A 28-year-old male unaffiliated with the University died suddenly while dancing at around 9:30 p.m. Saturday at the ARCH building at 36th Street and Locust Walk.
Jason Arroyo was attending an event hosted by the Penn Salsa Club when he collapsed onto the floor, Penn Police Captain Joe Fischer said.
Police arrived at the scene and attempted to resuscitate Arroyo with a defibrillator. Before officials arrived, several guests had attempted to perform CPR on Arroyo with no success.
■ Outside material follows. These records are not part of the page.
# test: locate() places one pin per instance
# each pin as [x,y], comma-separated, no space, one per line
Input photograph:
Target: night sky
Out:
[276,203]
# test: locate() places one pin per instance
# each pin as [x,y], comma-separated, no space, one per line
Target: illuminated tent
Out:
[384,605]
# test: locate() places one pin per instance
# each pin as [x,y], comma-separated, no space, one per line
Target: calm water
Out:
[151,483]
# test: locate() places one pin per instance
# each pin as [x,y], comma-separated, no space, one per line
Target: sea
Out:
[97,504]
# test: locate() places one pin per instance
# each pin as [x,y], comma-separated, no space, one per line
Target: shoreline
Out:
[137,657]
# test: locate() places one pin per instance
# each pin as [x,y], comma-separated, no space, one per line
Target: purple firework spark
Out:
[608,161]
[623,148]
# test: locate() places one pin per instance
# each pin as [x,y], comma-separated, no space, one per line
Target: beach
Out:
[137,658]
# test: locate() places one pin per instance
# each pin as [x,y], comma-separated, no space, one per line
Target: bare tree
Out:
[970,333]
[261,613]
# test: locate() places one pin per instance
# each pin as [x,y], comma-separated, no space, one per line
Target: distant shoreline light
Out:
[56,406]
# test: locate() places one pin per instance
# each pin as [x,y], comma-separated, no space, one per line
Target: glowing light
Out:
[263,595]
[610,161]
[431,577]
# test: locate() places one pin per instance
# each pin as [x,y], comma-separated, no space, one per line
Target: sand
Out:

After paramedics were unable to revive Arroyo with the machine, they took him to the Hospital of the University of Pennsylvania -- where he was pronounced dead.
Though the cause of death is unknown, Fisher said doctors think it was "some type of cardiac arrest."
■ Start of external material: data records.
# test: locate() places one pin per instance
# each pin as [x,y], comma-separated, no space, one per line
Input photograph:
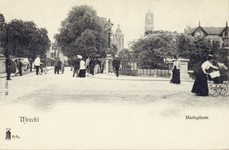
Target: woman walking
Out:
[176,71]
[200,86]
[82,67]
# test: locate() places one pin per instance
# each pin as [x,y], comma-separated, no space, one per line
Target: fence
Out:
[129,67]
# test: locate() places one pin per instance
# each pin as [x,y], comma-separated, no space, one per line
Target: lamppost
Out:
[2,40]
[108,59]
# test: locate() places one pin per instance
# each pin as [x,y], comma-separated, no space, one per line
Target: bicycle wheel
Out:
[213,89]
[223,89]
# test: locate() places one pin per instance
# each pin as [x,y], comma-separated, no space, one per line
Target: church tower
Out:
[149,22]
[119,39]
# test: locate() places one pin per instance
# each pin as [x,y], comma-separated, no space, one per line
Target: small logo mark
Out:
[8,134]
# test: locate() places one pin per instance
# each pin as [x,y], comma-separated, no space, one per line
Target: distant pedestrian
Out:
[176,71]
[102,65]
[82,71]
[57,66]
[19,66]
[116,65]
[87,64]
[200,86]
[76,66]
[92,66]
[37,64]
[25,64]
[97,66]
[8,66]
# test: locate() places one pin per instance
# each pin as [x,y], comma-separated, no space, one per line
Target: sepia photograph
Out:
[114,74]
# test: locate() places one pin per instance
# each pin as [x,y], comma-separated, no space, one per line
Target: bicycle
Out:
[216,89]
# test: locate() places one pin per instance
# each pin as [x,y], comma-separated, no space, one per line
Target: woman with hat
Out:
[82,66]
[176,71]
[200,86]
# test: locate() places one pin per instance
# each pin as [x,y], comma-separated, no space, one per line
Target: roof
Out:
[208,30]
[213,30]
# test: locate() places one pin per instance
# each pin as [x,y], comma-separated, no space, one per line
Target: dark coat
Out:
[19,65]
[116,63]
[76,63]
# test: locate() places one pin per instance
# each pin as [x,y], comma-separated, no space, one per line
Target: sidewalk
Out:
[112,76]
[3,75]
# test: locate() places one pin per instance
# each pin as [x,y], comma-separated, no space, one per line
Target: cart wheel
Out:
[213,89]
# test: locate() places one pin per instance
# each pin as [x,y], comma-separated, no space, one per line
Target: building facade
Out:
[118,39]
[212,34]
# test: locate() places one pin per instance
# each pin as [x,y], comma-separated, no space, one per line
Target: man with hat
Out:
[76,65]
[8,63]
[116,65]
[37,64]
[57,66]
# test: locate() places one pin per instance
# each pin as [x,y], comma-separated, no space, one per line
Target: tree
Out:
[24,39]
[82,32]
[152,50]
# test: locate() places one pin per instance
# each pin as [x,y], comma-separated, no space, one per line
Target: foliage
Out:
[24,39]
[124,54]
[82,33]
[151,51]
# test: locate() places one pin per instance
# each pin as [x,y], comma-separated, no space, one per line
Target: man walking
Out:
[57,66]
[91,66]
[116,65]
[8,66]
[76,66]
[37,64]
[19,66]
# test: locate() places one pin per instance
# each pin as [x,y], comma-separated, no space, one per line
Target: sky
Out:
[169,15]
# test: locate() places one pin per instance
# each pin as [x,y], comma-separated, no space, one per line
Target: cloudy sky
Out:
[171,15]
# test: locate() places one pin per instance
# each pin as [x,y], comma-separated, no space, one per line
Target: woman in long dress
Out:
[176,71]
[82,68]
[200,86]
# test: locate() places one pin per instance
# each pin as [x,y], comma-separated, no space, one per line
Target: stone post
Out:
[108,60]
[184,68]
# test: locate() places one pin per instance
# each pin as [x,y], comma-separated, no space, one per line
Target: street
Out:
[97,113]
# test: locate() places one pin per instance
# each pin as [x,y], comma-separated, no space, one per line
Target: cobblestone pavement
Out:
[100,113]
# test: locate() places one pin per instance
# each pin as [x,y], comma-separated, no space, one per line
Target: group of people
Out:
[200,86]
[58,65]
[15,66]
[91,66]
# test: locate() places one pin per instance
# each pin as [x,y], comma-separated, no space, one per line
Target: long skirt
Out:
[175,76]
[97,69]
[200,86]
[82,73]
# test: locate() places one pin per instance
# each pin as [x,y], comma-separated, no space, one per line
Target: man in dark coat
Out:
[92,66]
[116,65]
[8,66]
[19,66]
[76,66]
[57,66]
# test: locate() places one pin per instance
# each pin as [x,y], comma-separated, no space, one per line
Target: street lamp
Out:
[108,59]
[3,32]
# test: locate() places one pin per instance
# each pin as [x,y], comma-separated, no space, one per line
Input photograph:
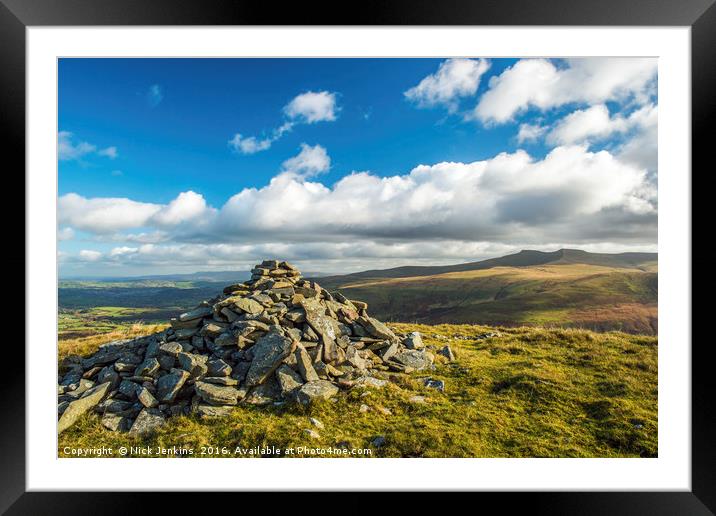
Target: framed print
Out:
[413,249]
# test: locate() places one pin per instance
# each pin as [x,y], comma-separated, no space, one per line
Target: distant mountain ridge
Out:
[565,288]
[524,258]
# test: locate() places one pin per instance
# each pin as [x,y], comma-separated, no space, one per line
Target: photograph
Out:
[318,257]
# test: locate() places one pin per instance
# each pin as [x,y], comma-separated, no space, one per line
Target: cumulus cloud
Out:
[155,95]
[450,211]
[187,206]
[455,78]
[539,83]
[110,152]
[493,199]
[249,144]
[311,107]
[68,148]
[311,161]
[306,108]
[103,214]
[106,215]
[507,197]
[89,255]
[66,233]
[595,123]
[530,132]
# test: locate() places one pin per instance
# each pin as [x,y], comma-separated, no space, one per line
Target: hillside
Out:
[524,392]
[568,288]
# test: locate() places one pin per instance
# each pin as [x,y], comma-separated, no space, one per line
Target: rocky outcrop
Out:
[276,338]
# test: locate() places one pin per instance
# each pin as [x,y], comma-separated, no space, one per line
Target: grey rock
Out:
[414,341]
[193,364]
[435,384]
[197,313]
[166,362]
[378,442]
[239,372]
[217,394]
[116,423]
[178,324]
[171,348]
[315,422]
[129,389]
[323,325]
[370,381]
[204,410]
[220,380]
[412,358]
[82,405]
[304,364]
[319,389]
[263,394]
[288,379]
[446,351]
[168,385]
[146,398]
[377,328]
[248,305]
[226,339]
[148,420]
[147,368]
[269,351]
[311,433]
[82,387]
[218,368]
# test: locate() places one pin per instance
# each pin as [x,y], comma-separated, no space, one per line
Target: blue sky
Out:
[175,165]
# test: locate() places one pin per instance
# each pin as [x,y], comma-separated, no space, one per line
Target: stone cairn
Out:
[276,338]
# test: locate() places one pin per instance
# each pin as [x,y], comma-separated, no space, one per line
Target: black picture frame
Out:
[700,15]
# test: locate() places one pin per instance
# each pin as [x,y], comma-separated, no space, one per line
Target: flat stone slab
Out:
[217,394]
[269,351]
[148,420]
[82,405]
[319,389]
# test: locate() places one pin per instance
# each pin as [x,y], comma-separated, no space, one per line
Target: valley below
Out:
[556,356]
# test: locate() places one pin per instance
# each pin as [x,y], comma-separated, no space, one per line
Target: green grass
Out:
[532,392]
[106,319]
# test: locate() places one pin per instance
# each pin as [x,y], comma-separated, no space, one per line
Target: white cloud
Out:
[70,149]
[311,161]
[66,233]
[642,149]
[595,123]
[455,78]
[121,251]
[311,107]
[155,95]
[530,132]
[106,215]
[306,108]
[187,206]
[448,210]
[103,214]
[539,83]
[89,255]
[110,152]
[249,144]
[510,195]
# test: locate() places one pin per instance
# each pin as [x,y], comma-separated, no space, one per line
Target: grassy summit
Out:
[530,392]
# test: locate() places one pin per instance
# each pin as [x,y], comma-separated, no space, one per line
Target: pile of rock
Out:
[272,339]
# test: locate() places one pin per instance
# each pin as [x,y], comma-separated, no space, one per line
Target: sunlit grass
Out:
[531,392]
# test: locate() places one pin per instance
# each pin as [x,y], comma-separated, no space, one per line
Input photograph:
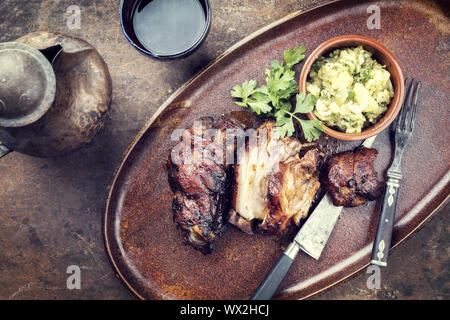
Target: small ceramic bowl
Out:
[383,56]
College junior Josephine Leriche was dancing next to Arroyo when he fell to the ground.
"I saw him dancing with this girl and then he just fell down," Leriche said. "I thought it was a styling thing first of all, but then he didn't move and everyone came around him."
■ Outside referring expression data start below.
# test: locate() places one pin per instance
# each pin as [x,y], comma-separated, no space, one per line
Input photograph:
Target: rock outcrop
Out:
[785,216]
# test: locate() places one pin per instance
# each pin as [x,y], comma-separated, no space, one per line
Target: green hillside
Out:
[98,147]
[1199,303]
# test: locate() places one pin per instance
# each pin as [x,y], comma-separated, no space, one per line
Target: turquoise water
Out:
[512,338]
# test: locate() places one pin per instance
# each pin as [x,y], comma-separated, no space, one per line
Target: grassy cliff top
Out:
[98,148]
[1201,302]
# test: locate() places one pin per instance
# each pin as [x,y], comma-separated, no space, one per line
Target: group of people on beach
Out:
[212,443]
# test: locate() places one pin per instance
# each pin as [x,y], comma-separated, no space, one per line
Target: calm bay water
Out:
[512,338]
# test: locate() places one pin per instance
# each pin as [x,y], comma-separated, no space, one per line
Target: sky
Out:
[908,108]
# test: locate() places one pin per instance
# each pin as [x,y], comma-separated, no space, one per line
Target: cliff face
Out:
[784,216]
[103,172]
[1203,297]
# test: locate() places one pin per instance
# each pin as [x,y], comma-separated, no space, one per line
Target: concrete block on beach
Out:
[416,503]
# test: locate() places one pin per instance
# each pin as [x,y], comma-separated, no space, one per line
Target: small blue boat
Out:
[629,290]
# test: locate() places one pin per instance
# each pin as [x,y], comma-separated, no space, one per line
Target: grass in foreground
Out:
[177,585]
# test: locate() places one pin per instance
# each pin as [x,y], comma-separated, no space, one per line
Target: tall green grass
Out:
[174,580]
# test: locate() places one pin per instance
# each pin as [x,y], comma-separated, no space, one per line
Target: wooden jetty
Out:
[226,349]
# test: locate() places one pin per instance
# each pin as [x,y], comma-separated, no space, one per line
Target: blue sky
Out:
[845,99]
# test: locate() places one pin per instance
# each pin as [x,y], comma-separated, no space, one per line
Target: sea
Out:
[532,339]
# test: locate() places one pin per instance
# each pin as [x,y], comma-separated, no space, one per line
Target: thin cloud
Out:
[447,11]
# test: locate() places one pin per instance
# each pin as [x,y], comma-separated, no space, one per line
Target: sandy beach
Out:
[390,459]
There was nothing unusual about the way Arroyo was dancing; however, he screamed directly before falling, Leriche said.
Leriche said the police took a while to reach the ARCH.
"They called 911 and then [police] came after 10 minutes or something," she said. "It seemed like a long time because we were all waiting."
Steve Leskowitz -- a Center City resident unaffiliated with the University who attended the event and helped to carry Arroyo out on the stretcher -- agreed with Leriche and said that the response was disturbingly slow.
"It was at least 15 minutes until the paramedics arrived," Leskowitz said. "I could have run across the street to the hospital, made a commotion in the lobby and come back in the time it took them."
"There wasn't any sense of emergency" by the response team, he added.
Police could not be reached for further comment on the timeliness of the response.
Approximately 100 people were in attendance at the event when the incident occurred, Leskowitz said.
The event offered free beginner salsa lessons and an evening of dancing for Penn students and members of the community.